Thursday, November 10, 2005

Amtrak fires David Gunn -- Updated

Have Gunn, Will TravelAmtrak President David Gunn watches as an Amtrak Acela Express train gets set to depart Union Station in Washington, Monday, July 11, 2005, as the Acela train made its run Monday for the first time since April, when the high-speed fleet was pulled from service due to cracks in many of the trains' brake rotors. Amtrak restarted the Acela service with two daily roundtrips, Monday through Friday, between New York and Washington. (AP Photo/Lauren Burke)

From the Washington Business Journal, "Amtrak Fires CEO." This report, from the Government Accountability Office, was cited in the story -- "AMTRAK MANAGEMENT: Systemic Problems Require Actions to Improve Efficiency, Effectiveness, and Accountability"--which said Amtrak "lacks effective operating practices characteristic of well-run organizations, whether public or private."
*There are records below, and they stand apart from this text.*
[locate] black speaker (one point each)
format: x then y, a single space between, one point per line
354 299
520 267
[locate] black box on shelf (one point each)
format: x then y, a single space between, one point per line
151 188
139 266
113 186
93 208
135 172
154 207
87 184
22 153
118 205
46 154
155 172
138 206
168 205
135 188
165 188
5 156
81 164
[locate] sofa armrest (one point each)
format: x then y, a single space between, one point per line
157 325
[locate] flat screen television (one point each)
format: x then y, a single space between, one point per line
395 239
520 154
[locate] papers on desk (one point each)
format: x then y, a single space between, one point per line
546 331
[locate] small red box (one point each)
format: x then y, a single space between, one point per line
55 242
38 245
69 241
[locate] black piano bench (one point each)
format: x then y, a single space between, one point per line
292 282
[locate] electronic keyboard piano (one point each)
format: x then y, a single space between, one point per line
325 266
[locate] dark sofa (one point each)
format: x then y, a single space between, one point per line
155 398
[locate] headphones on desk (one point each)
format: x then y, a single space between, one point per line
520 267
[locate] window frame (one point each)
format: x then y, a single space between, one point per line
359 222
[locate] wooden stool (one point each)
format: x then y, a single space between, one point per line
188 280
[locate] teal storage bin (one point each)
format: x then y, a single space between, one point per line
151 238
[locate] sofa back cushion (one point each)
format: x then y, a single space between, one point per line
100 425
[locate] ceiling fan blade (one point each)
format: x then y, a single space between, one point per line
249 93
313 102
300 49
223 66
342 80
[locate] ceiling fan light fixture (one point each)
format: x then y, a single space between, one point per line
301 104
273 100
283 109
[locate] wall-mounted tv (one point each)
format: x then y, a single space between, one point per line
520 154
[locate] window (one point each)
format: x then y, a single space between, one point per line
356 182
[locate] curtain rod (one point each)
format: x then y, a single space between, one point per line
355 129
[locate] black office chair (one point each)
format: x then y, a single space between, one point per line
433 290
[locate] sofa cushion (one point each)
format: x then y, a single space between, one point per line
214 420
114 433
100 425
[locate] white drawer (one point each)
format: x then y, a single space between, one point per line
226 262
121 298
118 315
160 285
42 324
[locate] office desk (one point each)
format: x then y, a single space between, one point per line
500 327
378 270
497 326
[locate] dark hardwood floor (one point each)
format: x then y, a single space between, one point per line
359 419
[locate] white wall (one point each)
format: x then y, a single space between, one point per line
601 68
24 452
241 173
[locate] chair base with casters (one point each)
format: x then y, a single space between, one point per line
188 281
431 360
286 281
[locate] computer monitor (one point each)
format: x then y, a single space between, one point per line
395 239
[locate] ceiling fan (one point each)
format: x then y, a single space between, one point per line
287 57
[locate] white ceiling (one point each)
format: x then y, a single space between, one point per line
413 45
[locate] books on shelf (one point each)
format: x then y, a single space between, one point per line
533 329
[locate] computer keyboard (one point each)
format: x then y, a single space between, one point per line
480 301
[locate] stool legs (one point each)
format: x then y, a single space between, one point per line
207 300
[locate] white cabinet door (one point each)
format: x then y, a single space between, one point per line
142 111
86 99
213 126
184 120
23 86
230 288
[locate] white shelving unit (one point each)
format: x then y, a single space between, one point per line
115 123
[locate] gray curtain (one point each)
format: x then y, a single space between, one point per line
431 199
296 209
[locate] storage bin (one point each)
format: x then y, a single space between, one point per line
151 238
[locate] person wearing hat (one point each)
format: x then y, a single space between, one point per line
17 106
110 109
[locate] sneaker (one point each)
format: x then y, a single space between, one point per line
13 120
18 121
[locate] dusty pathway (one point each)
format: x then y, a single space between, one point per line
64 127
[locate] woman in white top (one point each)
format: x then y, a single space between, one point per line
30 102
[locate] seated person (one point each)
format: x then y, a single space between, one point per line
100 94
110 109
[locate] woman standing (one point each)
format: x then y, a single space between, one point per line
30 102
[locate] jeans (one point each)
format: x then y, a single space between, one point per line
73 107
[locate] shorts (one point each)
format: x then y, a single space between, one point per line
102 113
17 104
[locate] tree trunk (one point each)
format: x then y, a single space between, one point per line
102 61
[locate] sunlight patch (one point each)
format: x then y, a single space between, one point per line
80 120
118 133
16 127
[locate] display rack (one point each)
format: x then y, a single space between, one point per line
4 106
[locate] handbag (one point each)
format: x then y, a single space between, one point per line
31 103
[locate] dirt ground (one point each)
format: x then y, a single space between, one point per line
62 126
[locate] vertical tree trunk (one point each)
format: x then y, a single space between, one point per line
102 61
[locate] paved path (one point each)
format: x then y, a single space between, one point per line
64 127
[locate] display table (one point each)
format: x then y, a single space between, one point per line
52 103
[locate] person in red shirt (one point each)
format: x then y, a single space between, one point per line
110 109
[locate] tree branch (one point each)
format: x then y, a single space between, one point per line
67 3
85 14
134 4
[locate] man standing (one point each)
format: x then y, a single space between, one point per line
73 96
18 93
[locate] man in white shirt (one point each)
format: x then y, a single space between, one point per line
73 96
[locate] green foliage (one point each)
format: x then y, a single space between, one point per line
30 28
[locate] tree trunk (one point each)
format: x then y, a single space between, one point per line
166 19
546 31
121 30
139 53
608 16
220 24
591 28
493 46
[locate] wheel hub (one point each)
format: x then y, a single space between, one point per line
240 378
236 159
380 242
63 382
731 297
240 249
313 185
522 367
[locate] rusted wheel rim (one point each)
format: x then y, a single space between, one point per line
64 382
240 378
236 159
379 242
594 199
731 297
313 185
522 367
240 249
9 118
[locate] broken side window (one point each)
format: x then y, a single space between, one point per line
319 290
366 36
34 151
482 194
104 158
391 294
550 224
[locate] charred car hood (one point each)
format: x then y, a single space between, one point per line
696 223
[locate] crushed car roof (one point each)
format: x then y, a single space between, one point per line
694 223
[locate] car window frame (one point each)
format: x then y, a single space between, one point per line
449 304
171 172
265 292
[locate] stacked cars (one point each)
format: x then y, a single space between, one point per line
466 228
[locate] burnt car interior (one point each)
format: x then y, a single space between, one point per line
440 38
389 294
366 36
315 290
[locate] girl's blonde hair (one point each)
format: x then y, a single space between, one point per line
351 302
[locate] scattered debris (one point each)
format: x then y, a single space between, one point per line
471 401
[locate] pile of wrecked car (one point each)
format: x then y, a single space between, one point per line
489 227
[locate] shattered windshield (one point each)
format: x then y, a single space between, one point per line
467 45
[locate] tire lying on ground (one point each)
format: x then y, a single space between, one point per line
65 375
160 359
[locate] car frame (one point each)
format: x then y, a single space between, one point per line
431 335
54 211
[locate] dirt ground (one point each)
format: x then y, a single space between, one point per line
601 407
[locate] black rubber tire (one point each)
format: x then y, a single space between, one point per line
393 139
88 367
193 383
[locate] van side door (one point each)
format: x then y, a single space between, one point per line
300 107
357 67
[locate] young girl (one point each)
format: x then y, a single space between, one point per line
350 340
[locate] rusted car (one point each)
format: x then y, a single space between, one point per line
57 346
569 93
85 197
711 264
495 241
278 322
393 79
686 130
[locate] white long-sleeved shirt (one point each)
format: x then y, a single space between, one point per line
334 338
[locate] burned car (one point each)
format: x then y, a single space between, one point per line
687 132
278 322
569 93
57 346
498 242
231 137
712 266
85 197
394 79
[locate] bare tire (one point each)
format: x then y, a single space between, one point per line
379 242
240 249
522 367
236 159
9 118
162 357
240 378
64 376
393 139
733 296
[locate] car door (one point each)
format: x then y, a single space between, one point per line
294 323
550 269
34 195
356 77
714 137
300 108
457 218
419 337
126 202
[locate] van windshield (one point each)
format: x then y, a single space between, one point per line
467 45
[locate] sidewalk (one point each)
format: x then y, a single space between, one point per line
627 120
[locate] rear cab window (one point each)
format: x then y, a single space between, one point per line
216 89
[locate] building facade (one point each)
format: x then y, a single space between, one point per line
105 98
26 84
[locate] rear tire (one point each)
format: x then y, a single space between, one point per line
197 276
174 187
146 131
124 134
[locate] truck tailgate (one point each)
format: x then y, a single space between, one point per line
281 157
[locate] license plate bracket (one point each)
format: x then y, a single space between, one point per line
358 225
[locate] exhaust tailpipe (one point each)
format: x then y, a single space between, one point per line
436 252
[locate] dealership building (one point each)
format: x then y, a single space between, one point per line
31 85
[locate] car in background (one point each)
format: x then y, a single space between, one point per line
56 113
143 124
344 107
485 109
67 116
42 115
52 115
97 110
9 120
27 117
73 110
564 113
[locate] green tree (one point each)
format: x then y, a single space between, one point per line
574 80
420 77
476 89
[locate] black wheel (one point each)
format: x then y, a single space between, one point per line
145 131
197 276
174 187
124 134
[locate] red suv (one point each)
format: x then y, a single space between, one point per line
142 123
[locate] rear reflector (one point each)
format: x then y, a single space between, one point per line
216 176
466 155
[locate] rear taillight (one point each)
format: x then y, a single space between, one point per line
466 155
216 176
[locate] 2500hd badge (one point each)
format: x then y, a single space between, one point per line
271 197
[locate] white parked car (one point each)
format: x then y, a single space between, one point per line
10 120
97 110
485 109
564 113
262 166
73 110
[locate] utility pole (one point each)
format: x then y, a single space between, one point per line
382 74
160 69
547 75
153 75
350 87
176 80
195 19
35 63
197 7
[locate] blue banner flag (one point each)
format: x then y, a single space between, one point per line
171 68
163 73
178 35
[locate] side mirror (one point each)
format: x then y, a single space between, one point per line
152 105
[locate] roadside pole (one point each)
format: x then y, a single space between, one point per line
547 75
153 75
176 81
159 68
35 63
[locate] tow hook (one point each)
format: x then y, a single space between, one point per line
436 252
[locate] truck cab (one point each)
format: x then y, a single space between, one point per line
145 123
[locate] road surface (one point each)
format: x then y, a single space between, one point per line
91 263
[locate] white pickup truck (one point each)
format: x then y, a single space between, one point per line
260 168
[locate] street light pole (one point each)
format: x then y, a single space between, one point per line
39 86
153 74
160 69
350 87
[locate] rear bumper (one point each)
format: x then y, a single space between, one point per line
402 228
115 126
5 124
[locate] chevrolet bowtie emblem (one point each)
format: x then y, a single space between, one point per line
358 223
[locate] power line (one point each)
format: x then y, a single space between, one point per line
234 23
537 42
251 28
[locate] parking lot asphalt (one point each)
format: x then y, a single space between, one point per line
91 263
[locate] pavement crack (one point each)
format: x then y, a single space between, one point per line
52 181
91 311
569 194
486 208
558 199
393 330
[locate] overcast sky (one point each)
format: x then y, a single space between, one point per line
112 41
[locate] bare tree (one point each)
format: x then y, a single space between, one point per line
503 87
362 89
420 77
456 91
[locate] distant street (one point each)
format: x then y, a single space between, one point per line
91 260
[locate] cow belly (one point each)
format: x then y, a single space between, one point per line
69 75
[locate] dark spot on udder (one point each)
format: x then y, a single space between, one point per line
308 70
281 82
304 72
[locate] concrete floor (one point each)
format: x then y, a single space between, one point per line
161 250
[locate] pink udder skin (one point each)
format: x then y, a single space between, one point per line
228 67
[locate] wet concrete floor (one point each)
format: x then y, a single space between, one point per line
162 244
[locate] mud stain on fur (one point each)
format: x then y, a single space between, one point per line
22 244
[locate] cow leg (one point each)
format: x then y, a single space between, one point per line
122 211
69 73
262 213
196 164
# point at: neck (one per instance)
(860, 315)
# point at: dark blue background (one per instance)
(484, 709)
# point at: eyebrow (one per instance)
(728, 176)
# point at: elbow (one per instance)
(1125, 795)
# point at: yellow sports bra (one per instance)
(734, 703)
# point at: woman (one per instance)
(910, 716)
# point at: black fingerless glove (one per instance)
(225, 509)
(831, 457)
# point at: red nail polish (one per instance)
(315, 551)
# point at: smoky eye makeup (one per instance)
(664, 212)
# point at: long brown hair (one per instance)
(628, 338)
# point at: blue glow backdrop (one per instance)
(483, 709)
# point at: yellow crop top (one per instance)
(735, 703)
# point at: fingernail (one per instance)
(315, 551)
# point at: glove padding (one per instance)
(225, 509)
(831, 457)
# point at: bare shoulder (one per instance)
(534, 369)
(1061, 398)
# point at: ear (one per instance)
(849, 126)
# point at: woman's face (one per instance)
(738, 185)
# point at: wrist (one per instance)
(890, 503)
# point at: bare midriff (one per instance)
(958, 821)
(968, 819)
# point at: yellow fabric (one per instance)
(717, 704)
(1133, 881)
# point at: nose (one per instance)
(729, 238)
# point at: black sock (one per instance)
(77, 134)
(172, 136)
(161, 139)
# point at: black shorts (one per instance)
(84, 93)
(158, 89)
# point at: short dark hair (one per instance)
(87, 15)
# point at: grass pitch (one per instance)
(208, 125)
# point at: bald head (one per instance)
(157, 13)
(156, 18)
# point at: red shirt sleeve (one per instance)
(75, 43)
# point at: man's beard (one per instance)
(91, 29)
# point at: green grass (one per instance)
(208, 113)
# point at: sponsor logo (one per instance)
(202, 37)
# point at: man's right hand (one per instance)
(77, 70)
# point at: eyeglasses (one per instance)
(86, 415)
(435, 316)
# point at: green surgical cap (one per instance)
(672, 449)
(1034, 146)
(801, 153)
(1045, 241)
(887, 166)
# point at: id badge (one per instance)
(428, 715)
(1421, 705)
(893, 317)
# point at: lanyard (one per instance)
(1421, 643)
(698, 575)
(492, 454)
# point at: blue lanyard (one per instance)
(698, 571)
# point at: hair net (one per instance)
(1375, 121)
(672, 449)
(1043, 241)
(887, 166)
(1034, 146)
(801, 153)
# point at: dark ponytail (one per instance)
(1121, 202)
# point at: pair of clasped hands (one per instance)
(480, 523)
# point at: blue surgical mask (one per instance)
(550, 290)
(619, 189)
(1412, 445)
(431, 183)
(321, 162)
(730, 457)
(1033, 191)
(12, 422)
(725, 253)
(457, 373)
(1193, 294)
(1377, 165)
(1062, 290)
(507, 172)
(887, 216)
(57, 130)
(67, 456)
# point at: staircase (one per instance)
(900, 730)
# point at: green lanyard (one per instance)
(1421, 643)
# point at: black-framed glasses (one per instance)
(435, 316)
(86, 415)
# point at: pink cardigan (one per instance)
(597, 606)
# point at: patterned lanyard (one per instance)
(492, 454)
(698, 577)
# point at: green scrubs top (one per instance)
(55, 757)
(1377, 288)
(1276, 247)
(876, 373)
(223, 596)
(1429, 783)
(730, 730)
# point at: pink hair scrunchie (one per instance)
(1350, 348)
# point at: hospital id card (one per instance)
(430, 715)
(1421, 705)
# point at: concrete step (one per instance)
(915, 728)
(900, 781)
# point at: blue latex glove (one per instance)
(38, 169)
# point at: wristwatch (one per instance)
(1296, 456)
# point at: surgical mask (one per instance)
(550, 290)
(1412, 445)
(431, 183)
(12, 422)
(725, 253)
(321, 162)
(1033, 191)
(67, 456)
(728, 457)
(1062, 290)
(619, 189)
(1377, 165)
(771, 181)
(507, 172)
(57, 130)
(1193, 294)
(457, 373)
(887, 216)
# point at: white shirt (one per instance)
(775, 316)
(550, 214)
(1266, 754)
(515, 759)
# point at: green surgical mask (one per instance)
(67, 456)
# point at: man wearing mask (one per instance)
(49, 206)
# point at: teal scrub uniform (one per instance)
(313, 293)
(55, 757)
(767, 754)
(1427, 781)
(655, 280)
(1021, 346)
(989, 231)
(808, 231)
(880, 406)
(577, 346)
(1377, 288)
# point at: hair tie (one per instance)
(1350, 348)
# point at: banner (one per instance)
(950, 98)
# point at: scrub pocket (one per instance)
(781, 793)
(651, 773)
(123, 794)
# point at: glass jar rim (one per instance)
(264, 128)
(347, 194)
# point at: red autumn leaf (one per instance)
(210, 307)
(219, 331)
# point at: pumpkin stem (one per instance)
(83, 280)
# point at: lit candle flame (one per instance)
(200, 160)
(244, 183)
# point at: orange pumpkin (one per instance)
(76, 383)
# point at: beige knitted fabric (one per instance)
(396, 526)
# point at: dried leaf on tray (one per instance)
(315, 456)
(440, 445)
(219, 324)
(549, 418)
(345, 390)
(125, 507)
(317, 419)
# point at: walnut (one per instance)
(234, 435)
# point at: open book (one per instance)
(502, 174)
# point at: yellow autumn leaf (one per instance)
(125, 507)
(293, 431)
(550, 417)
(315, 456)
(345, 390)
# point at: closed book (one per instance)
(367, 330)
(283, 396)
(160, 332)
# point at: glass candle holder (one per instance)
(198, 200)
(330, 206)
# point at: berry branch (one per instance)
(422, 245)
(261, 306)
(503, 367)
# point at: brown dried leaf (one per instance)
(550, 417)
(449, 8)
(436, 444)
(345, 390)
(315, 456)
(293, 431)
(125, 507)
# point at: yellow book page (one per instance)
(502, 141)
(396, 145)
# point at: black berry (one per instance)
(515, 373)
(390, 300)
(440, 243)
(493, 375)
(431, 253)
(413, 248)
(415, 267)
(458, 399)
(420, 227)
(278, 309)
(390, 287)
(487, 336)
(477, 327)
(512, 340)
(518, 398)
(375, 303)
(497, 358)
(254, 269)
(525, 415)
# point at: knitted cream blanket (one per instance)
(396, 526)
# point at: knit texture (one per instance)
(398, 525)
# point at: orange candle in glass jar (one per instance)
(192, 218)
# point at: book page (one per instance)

Today's New York Times editorial "A Disgraceful Signal at Amtrak," discusses the firing (as do articles in the Post and the NYT). It says:

The sudden firing by the Amtrak board of David Gunn, the best president in years of the nation's only passenger railroad, was a body blow to anybody who cares about long-range passenger trains. Mr. Gunn has done a masterly job in the last three years of holding down costs without dismantling the railroad. That, apparently, was his problem. Mr. Gunn was trying to save Amtrak, but the Bush administration wants to privatize it, bit by bit.

The battle between Mr. Gunn and Amtrak board members - all of them appointed by President Bush - intensified in recent weeks when the board took steps to break off the more profitable Northeast Corridor, putting it into its own division and sharing its control and costs with the states. Senator Frank Lautenberg, Democrat of New Jersey, called it a "fire sale" intended to break up the nation's railroad system.

So last week Senator Lautenberg and Senator Trent Lott, Republican of Mississippi, managed to get a 93-to-6 vote to authorize $11.6 billion for passenger rail service in the next six years - as close to an all-out endorsement of Amtrak as you can get.

But while senators were trying to help Amtrak move forward, its board took a step backward. It complained yesterday that Mr. Gunn - who has greatly increased ridership, improved management and upgraded equipment - was moving too slowly. After his firing, Mr. Gunn said, "Obviously what their goal is, and it's been their goal from the beginning, is to liquidate the company."

For Amtrak's 25 million passengers, this should be a call to arms. Amtrak should be a public transportation trust. It will never be self-sufficient, nor show a conventional profit, any more than the airline industry can fly without federal help. The Bush administration long ago threatened to disassemble Amtrak. Yesterday it began at the executive suite.